Hughes and the Adirondacks — Legislature at Fort Ti
The latest in an occasional series of posts
New York Gov. Andrew Cuomo is often praised for bringing downstate legislators to the region for his Adirondack Challenge outdoor recreation events.
Gov. Charles Evans Hughes brought the entire state Legislature to Fort Ticonderoga on July 6, 1909 to celebrate the 300th anniversary of Samuel de Champlain’s discovery of the region — a feat that impressed newspaper reporter James A. Edgerton at the time.

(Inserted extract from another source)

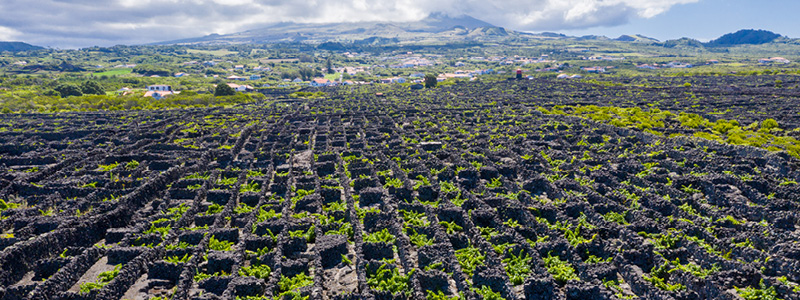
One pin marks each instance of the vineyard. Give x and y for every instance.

“It would do his old French soul good to know just what a lot of fuss we are making about him (Champlain) nearly 300 years after he is dead,” Edgerton wrote in a report preserved in Institutional Scrapbook Volume 1 at Fort Ticonderoga Museum. “It is much for a mere mortal to have a president of the United States and a governor general of Canada do honor to his ashes, but to have the New York legislature journey in a body to his shore — surely that is the acme of fame!”
Members of the Legislature traveled to Ticonderoga as a group on a special train from Albany.
Most other reporters covering the event focused on President William Howard Taft, who arrived along with the French and British ambassadors on a separate special train later in the day.
“As I sat here listening to the interesting remarks of the ambassador from France and the ambassador from England, I could not but congratulate the United States on the implied compliment that these two countries have paid to her by sending here, as the personal representatives of their respective executives, men so distinguished in literature, in history, in statesmanship, and in diplomacy,” Taft began his speech, according to a July 9, 1909 report in the Troy Record.